Military Operations in Urban Terrain. MOUT. City fighting. The most complicated, dangerous, difficult, and wearing battle to plan and participate in. So much so that one of the reasons the Marines got the job of taking Hue back during the Vietnam War is because it was considered too difficult to have the Army and Marines do it together. Coordination between the two services would have been too difficult.

Yet today, in Fallujah, three storied 'firsts' are fighting side-by-side as a team. The 1st Marine Division, in it's guise as the 1st Marine Expeditionary Force, and task forces of the Army's 1st Infantry and 1st Cavalry Divisions. Overhead fly Air Force, Army, and Marine aviators. Just a little back sit Marine and Army artillery. Navy and Army hospitals are caring for the wounded of both sides. There are even muslim chaplains ministering to the needs of enemy wounded, and praying for enemy dead. The battle proceeds apace, with UAVs and satellites overhead, anti-sniper sensors, See-through-the-wall radars, acoustic weapons to try and handle those actions where the bad guys hide behind the innocents.
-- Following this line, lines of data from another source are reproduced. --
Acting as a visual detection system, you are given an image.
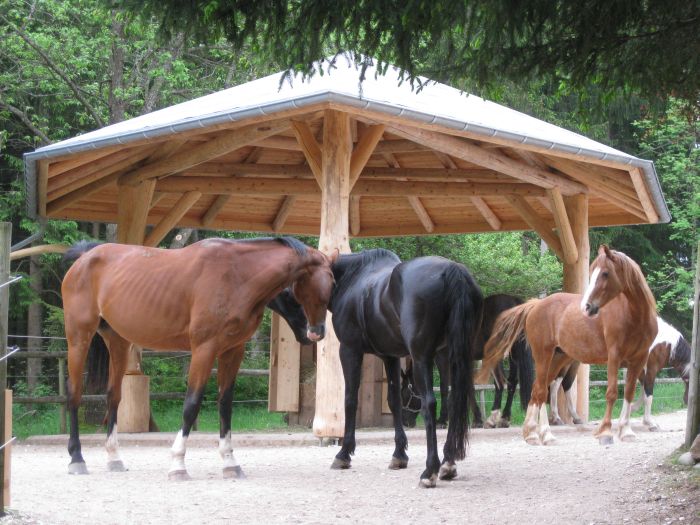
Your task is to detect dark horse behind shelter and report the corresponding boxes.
[401,294,535,428]
[276,249,483,487]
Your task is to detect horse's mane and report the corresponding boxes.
[231,237,308,255]
[336,248,401,289]
[594,250,656,312]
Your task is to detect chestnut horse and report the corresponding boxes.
[61,237,335,479]
[477,245,657,445]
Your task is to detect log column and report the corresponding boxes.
[559,194,591,422]
[313,110,352,438]
[117,179,156,432]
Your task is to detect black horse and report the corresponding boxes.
[401,294,535,428]
[328,249,483,487]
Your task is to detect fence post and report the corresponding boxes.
[0,222,12,516]
[685,241,700,447]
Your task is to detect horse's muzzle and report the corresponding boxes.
[306,323,326,341]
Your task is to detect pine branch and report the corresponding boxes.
[0,15,105,127]
[0,99,53,146]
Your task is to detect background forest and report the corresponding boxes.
[0,0,700,404]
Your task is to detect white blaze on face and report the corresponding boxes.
[581,268,600,314]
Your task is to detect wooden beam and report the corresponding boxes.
[157,175,545,197]
[272,195,297,232]
[202,194,231,228]
[350,195,362,236]
[292,120,323,186]
[630,168,659,224]
[506,195,564,260]
[408,197,435,233]
[36,160,49,217]
[392,125,588,195]
[313,110,352,437]
[547,188,578,264]
[47,146,155,202]
[143,191,202,246]
[121,119,289,184]
[544,156,646,219]
[49,146,124,177]
[470,197,501,231]
[117,180,156,245]
[350,124,384,190]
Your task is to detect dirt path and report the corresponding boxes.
[0,412,700,525]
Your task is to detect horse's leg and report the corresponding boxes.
[523,345,554,445]
[618,365,642,441]
[168,345,216,481]
[382,357,408,470]
[435,348,452,428]
[498,354,525,428]
[562,361,583,425]
[65,318,98,474]
[331,343,364,469]
[484,361,506,428]
[593,354,620,445]
[217,345,245,478]
[99,327,131,472]
[549,377,564,426]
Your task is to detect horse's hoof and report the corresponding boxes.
[418,474,437,489]
[223,465,245,479]
[107,459,127,472]
[525,434,542,445]
[542,433,557,446]
[331,458,350,470]
[68,461,88,476]
[598,435,614,446]
[438,463,457,480]
[386,456,408,470]
[168,470,192,481]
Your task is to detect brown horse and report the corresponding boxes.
[61,238,337,479]
[477,245,657,445]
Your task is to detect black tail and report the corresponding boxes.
[444,265,483,460]
[62,241,109,393]
[510,337,535,410]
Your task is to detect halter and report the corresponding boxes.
[402,383,423,414]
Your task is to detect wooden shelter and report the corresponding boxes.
[25,59,670,436]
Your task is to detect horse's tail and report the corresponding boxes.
[445,265,483,460]
[510,337,535,410]
[475,299,540,383]
[62,241,109,393]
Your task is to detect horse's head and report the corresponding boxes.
[581,244,626,318]
[267,288,313,345]
[401,369,423,428]
[292,248,338,341]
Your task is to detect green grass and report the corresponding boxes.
[13,384,684,439]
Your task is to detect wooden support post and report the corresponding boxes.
[313,110,352,438]
[117,374,151,432]
[0,222,12,516]
[267,313,301,412]
[558,194,591,422]
[685,238,700,447]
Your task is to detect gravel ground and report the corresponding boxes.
[0,411,700,525]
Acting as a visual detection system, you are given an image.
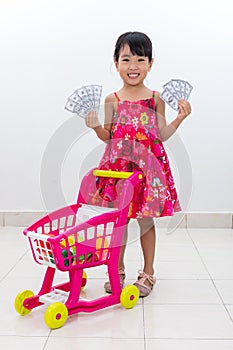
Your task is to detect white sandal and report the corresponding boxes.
[104,270,126,293]
[134,270,156,297]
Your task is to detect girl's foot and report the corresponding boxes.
[104,270,126,293]
[134,270,156,297]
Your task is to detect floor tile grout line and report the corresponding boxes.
[0,248,29,283]
[42,329,52,350]
[187,229,233,323]
[142,300,146,350]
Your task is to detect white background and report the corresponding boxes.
[0,0,233,212]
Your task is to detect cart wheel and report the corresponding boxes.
[120,285,139,309]
[81,271,87,290]
[44,302,68,329]
[15,290,34,316]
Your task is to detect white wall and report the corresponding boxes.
[0,0,233,211]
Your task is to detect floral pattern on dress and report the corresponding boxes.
[95,94,181,218]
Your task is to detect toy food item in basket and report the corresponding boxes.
[60,237,76,255]
[62,249,74,266]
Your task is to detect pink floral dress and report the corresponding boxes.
[95,91,181,218]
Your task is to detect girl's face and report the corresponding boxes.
[115,45,153,86]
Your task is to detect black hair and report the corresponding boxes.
[113,32,152,62]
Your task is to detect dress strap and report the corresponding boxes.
[114,92,120,102]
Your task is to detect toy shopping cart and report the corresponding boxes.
[15,169,144,329]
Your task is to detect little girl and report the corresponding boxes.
[86,32,191,297]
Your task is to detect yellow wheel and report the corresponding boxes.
[44,302,68,329]
[15,290,34,316]
[81,271,87,290]
[120,285,139,309]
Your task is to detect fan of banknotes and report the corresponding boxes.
[160,79,193,111]
[65,85,102,118]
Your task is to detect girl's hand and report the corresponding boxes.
[85,111,101,129]
[177,99,191,120]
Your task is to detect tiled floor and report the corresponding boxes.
[0,225,233,350]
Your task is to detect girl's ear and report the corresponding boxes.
[148,58,154,72]
[114,60,118,72]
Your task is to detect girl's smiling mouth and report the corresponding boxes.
[127,73,140,79]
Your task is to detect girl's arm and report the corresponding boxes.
[85,94,114,141]
[156,97,191,141]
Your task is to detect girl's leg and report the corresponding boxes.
[118,219,130,272]
[138,218,156,275]
[104,219,130,293]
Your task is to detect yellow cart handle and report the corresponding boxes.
[93,169,138,179]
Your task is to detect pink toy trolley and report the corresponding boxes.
[15,169,144,329]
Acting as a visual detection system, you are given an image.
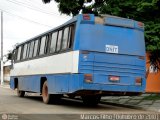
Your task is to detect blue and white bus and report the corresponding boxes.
[10,14,146,104]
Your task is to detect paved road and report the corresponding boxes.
[0,86,158,120]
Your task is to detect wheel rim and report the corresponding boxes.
[44,85,48,97]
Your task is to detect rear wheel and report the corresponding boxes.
[17,86,25,97]
[81,95,101,106]
[42,81,61,104]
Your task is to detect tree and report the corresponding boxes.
[42,0,160,68]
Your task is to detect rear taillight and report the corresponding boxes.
[138,22,144,28]
[84,74,92,83]
[135,77,142,85]
[109,76,120,82]
[83,14,90,20]
[138,56,145,60]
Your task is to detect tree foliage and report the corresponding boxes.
[42,0,160,67]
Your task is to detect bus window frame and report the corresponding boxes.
[15,22,76,63]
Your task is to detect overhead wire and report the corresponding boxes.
[6,0,69,18]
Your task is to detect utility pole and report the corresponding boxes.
[1,11,4,85]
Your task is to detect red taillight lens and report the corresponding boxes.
[136,77,142,85]
[83,14,90,20]
[84,74,92,83]
[109,76,120,82]
[138,22,144,28]
[138,56,145,60]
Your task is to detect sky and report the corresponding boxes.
[0,0,71,55]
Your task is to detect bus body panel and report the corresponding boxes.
[77,24,145,56]
[11,74,145,94]
[11,15,146,94]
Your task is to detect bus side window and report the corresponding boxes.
[17,46,22,60]
[56,30,62,51]
[67,24,75,48]
[29,41,34,58]
[50,32,57,53]
[62,27,69,50]
[33,40,39,57]
[39,36,47,55]
[22,44,28,59]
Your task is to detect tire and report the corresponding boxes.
[17,86,25,97]
[81,95,101,106]
[42,81,61,104]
The most difficult and dangerous fighting an army can do - and these elements of 3 distinct unit cultures, with their supporting arms and services arrayed around and among 'em - are house by house, street by street, block by block, taking back Fallujah. And while there is serious loss of life among the insurgents - there is nowhere near the historical level of civilian casualties inherent in fighting in occupied built-up areas. Some of that is because a lot of the insurgents aren't very good - murderous, but not soldier-quality. But most of it is because of the next wave of the new 'Greatest Generation' now crashing ashore in Iraq and Afghanistan.

Besides, how can I not love warriors like Recon Marine Corporal Gabriel Garza, who, after providing assistance of a delicate nature to Rolling Stone stringer Evan Wright (as noted in his book, "Generation Kill," that I'm reading right now), says,

"I've just performed testicle surgery on the reporter."

And it didn't include removal. Now you know our young warriors can practice restraint!

Today, as I go back to my safe routine, my thoughts will be with my new brothers-in-arms, and I know that the torch has been passed, and is in most excellent hands.